Just kidding! It's actually a limeade and vodka but wouldn't it be awesome if it really was Ecto Cooler? It seriously does look pretty radioactive. It's definitely not Simply Limeade by any means. It's the cheap crap.

Where was I? Oh yes. Chicken cheese steaks.

Next you simply add American cheese to the top of the meat and let melt for a about a minute or two.

Then Dan likes to get fancy and place the roll on top and then he does this cool thing where he flips it over with the meat inside. I usually just sit there and sip my Ecto Cooler.

And then Ta-da! There you have it. Better than take-out (and I try to pretend, healthy) chicken cheesesteaks. God this post was long. Sorry!


  1. Jodi do NOT apologise. This is what I need! Step by step instructions with pictures. I WILL make these thank you very much!

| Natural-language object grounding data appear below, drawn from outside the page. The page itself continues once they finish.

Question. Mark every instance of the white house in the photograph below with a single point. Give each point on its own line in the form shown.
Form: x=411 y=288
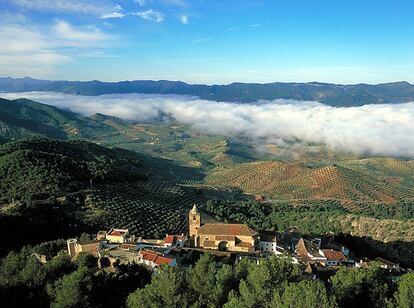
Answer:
x=268 y=243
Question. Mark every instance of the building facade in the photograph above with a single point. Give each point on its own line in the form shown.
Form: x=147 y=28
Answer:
x=220 y=236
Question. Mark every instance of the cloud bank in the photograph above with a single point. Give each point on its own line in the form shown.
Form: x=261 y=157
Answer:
x=371 y=129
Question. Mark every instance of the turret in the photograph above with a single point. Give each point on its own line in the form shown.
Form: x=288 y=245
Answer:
x=194 y=223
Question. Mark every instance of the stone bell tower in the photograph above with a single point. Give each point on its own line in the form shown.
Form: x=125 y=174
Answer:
x=194 y=223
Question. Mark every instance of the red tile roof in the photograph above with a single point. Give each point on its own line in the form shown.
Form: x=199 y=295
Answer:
x=227 y=229
x=169 y=239
x=333 y=255
x=172 y=239
x=117 y=233
x=155 y=258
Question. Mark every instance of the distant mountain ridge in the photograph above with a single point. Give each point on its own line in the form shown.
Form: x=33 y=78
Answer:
x=330 y=94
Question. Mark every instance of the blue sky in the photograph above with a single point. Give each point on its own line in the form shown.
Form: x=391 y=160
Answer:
x=209 y=41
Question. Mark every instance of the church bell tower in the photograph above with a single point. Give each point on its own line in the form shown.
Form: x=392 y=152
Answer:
x=194 y=223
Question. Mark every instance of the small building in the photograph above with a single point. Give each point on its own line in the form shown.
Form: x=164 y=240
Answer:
x=333 y=257
x=268 y=243
x=117 y=236
x=386 y=263
x=308 y=251
x=174 y=240
x=221 y=236
x=154 y=259
x=101 y=235
x=75 y=247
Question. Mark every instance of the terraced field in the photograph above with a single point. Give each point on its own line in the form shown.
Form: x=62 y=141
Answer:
x=384 y=181
x=148 y=208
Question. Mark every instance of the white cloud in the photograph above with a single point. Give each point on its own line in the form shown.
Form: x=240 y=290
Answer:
x=141 y=2
x=184 y=19
x=371 y=129
x=78 y=37
x=113 y=15
x=91 y=7
x=202 y=39
x=150 y=15
x=28 y=49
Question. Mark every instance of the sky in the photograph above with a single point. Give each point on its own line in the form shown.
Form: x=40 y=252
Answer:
x=209 y=41
x=385 y=129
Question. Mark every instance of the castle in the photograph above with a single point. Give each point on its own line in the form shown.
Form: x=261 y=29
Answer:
x=220 y=236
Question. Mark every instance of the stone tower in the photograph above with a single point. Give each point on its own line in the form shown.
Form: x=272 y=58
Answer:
x=194 y=223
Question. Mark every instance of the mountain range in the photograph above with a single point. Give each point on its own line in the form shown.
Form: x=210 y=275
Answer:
x=330 y=94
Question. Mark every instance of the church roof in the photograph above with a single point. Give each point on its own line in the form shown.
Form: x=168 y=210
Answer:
x=194 y=210
x=226 y=230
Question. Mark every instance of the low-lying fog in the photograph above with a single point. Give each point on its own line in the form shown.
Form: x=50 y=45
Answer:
x=371 y=129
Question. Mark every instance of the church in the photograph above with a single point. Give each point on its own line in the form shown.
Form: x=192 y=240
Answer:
x=221 y=236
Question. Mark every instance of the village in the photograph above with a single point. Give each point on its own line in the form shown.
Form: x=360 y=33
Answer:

  2. I've had those bitches before. De-lish. Or as Liv would say, "Delectable". I'm not kidding. She says that now.

    I ate my homemade chicken cheesesteaks minus the peppers and onions because you know how I feel about onions and sometimes peppers, though not always with peppers.

    Ecto-cooler. Fucking ECTOCOOLER? I haven't had that in 20 years. I miss it. The ambiguous taste. How you never could put your finger on what it reminded you of.

    Anyway, I really enjoy watching your process. It wasn't too long. It was just right.

  3. Alisha, yes you must try them. They are great.

    Liv is so smart. I didn't know what delectable meant until I was 21! (Just kidding)

    I'm going to get you to eat onions if it is the last thing I do. I'm going to sneak 'em in everything you eat.

  4. You know I went to the store for the sole purpose of buying those chicken cheesesteak thingies and freakin Genuardis doesn't carry them. None at all! I'm so pissed.